2011-06-30 00:05:06 | お奨めの本
 日本の国民皆保険に代表される医療制度は、日本独特のものだ。日本人でもよく分からない。ちょっと時間の経ったものだが、
 
池上直己、J.C.キャンベル著(1996):『日本の医療 統制とバランス感覚』、中公新書

 が今ある本の中で、分かりやすいものだと思う。中医協の構成などが変わったことはあるにしても、歴史的な流れも書いてある。これには英語版がある:

John Creighton Campbell, Naoki Ikegami (1998):The Art of Balance in Health Policy Maintaining Japan's Low-Cost, Egalitarian System, Cambridge University Press.

 日本の医療をどう英語で説明したらよいのか、教科書とも言える本だ。

 キャンベル先生は、大東文化大学の国際比較政治研究所が毎年行うシンポジウムに、2005年ぐらいだったと思うが、発表者として来られた。そのときに通訳をした。このシンポジウムは、私の師匠の大東文化大の近藤正臣先生がいつも通訳をしているのだが、その年は、事情があって私がすることになったのだ。日本の医療経済学の研究者の第一人者だと知ったのはそのときだ。『日本の医療』は7万部売れたという。本当はアメリカ人に日本の医療をしっかり理解させたくて英語で出したそうだが、残念ながら、アメリカではそう売れなかったらしい。
 
 奥様は、Ruth Campbell氏で、ミシガン大学の老年医学研究所のソーシャルワークの責任者であった人で、今は東京大学の客員研究員だ。認知症ケアに関するチーム医療への提言など、日本のソーシャルワークの世界では有名な人だ。このお2人の通訳は、年に何回か、させていただいている。
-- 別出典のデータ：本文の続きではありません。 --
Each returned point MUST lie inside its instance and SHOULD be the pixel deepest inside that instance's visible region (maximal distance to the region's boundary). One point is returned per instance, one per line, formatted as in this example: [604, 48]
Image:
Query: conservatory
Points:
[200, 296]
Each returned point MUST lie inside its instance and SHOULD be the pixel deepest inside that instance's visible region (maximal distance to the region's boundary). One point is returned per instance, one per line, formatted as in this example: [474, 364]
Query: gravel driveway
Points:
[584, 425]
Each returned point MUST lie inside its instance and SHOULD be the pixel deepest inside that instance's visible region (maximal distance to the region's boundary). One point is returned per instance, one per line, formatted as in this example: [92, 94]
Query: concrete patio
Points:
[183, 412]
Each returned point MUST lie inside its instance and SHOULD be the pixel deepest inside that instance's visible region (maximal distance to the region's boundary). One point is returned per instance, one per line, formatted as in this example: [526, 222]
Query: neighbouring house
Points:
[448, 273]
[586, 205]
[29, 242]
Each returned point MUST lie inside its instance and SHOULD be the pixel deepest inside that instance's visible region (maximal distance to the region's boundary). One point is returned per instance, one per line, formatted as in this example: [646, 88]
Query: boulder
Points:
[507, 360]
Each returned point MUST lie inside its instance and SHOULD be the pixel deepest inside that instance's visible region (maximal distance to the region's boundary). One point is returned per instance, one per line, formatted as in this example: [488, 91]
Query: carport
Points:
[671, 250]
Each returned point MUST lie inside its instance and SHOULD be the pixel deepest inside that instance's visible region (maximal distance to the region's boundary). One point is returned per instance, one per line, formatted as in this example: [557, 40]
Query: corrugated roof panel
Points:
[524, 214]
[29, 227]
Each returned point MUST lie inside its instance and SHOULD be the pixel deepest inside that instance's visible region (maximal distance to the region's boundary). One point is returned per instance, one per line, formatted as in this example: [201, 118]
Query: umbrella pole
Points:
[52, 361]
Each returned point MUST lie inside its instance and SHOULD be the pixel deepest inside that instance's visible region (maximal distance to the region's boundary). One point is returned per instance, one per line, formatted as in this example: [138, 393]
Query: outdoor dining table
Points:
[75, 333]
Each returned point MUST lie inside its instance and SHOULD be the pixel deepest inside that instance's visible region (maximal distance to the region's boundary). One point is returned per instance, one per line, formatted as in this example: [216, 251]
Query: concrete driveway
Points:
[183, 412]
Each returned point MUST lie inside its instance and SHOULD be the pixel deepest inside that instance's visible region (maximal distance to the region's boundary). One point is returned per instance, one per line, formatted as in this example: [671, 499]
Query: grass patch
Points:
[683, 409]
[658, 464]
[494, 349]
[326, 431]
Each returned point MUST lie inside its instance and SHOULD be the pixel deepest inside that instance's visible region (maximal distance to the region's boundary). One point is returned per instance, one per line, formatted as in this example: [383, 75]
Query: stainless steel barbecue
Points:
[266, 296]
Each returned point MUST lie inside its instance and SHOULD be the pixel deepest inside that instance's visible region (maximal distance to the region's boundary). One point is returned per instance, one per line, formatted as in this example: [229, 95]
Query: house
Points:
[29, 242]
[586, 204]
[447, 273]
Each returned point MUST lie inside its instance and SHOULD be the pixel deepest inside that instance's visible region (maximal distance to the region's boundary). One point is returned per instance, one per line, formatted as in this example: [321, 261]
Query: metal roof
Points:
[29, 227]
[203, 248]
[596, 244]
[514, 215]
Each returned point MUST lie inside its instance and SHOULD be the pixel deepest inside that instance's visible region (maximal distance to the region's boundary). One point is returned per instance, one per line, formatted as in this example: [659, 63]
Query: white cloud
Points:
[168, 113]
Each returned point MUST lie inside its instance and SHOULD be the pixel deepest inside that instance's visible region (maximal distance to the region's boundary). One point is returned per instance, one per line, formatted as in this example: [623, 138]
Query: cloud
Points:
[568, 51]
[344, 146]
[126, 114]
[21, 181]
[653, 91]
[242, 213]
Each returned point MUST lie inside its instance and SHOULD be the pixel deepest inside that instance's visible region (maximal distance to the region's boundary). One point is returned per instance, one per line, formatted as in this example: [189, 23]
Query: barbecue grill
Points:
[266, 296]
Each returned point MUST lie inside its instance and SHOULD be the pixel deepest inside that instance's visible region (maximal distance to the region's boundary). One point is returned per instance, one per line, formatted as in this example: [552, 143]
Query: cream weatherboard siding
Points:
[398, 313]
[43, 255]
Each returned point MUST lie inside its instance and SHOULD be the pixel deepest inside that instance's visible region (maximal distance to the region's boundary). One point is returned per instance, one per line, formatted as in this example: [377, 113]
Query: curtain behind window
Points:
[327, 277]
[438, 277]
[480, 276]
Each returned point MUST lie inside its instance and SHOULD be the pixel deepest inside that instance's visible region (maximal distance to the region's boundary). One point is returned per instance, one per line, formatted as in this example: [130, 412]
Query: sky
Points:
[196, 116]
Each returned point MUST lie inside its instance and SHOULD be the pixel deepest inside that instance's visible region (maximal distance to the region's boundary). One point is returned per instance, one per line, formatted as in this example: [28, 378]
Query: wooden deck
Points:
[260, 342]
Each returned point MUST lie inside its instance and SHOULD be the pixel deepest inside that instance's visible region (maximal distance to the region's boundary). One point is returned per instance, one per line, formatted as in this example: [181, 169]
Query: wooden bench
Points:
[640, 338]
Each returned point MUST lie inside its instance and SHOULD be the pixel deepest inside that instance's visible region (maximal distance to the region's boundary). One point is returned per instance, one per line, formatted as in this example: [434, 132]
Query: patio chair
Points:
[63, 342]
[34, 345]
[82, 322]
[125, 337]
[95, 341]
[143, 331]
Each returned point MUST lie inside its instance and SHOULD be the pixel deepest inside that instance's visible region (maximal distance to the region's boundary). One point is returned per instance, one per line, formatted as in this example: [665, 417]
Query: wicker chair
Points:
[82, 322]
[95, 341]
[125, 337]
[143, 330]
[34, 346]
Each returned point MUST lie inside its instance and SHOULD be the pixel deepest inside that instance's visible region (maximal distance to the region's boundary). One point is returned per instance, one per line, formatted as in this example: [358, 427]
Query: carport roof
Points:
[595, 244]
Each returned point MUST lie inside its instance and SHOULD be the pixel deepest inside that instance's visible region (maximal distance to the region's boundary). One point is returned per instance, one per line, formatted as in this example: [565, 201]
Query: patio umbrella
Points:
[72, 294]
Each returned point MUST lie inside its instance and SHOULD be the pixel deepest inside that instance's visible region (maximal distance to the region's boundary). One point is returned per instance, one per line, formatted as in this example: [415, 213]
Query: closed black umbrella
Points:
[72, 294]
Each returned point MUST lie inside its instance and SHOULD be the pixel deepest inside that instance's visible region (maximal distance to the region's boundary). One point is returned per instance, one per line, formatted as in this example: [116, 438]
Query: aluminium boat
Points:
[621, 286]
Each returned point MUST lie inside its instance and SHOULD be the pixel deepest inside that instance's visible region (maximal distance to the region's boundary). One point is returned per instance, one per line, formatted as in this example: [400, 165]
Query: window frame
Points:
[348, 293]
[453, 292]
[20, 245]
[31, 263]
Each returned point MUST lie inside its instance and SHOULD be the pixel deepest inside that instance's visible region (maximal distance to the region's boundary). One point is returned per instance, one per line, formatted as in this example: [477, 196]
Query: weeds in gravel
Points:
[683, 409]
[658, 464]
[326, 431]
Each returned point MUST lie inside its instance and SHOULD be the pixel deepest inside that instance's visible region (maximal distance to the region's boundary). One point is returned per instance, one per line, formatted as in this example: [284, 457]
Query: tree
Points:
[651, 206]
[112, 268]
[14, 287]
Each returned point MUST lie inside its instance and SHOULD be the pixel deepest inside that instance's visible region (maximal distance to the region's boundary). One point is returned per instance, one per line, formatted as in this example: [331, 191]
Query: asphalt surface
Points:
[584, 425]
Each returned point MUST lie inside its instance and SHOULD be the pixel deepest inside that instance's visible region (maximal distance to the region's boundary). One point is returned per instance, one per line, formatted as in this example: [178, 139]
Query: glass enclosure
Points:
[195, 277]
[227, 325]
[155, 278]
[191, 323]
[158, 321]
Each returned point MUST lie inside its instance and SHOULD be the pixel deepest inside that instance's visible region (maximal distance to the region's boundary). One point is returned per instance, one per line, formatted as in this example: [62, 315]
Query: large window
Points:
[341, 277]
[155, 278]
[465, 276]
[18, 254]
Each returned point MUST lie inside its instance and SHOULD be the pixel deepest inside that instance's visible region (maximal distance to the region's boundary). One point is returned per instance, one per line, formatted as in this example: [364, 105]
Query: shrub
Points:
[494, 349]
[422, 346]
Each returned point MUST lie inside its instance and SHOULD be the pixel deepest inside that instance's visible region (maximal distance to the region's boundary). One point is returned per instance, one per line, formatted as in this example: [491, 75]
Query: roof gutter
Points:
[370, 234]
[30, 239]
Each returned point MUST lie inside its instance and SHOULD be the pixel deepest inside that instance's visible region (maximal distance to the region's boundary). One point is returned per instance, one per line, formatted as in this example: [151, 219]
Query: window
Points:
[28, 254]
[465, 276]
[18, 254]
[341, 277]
 日本看護協会出版会の編集者の村上さんから、INR誌第152号(エビデンスに基づく看護実践のためのシステマティックレビュー)が届いた。いつものように International Perspectives を訳している。それと、先にウェブに載せてもらった「通訳ブースから見た世界の看護とナース:マルタCNR・ICN学術集会リポート」がpp72~73にある。村上さん、ありがとうございました。